Rhys Thomas
- Born: Rhys Muir Thomas 31 July 1982 (age 43) Johannesburg, South Africa
- Height: 6 ft 1 in (1.85 m )
- Weight: 19 st 12 lb (126 kg)

Rugby union career
- Position: Prop

Senior career
- Years: Team / Apps / (Points)
- 2002–2004: Newport RFC / 21 / (20)
- Correct as of 01:51, 4 November 2007 (UTC)

Provincial / State sides
- Years: Team / Apps / (Points)
- 2003–2009: Newport Gwent Dragons / 126 / (60)
- 2009–12: Scarlets / 24 / (20)
- Correct as of 12:59, 16 April 2009 (UTC)

International career
- Years: Team / Apps / (Points)
- 2006–09: Wales / 7 / (0)
- Correct as of 01:51, 4 November 2007 (UTC)

= Rhys M. Thomas =

Wales international rugby union player (born 1982)

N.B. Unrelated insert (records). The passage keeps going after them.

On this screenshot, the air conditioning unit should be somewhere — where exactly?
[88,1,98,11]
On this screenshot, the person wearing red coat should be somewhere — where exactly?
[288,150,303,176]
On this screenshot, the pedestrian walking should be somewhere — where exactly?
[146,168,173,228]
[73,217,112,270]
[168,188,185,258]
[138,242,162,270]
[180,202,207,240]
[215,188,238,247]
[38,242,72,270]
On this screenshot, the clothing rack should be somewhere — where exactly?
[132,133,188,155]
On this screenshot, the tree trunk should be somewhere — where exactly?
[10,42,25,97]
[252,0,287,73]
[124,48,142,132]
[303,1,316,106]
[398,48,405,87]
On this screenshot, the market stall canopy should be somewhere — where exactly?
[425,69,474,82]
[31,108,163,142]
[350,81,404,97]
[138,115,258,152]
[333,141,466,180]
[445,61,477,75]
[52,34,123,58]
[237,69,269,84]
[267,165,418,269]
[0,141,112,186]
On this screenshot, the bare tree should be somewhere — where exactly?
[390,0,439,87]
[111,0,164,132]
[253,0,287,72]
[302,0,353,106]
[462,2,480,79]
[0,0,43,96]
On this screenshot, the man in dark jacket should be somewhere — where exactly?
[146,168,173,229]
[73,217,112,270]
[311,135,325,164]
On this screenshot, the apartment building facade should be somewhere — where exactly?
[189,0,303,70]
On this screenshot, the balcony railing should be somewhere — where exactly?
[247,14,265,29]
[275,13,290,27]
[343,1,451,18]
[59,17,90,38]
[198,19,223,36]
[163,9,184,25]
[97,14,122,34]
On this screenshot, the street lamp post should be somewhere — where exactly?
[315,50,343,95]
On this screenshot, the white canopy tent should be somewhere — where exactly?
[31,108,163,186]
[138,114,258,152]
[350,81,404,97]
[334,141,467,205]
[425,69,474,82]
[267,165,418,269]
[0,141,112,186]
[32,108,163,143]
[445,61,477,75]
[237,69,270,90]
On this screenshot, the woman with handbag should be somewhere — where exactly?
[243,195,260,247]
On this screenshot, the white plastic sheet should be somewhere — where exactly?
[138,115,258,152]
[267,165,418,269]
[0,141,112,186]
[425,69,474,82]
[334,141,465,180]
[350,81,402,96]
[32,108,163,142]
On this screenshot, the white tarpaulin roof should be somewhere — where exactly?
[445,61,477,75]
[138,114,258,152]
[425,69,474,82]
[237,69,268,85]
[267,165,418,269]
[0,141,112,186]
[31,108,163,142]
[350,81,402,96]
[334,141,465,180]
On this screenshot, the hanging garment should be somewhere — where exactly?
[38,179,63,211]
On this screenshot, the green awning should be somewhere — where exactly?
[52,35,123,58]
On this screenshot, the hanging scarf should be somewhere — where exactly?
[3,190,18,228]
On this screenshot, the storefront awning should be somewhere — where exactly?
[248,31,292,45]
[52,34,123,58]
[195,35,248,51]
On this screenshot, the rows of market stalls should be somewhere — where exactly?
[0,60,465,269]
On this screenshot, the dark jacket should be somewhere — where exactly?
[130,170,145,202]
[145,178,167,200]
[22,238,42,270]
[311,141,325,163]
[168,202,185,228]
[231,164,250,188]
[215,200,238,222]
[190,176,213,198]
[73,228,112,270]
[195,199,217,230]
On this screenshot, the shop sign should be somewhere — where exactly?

Rhys Muir Thomas (born 31 July 1982) is a former Wales international rugby union prop forward.

==Career==
===Club career===
Thomas attended King Edward VII School in Houghton, Johannesburg, South Africa alongside Joe van Niekerk and Bryan Habana. Despite being born and raised in South Africa, Thomas began his professional rugby career in his father's birthplace, Newport, South Wales, playing for the Newport RFC youth team. Thomas progressed through the ranks at Newport RFC, eventually making his senior debut in 2003. He made six appearances for Newport in the 2002–03 season, and was rewarded with a development contract with the Newport Gwent Dragons regional side. Thomas made a try-scoring debut for the Dragons in October 2003 against the Glasgow Warriors, but divided his 2003–04 season between Newport RFC and the Dragons, making 15 appearances for Newport and 16 for the Dragons.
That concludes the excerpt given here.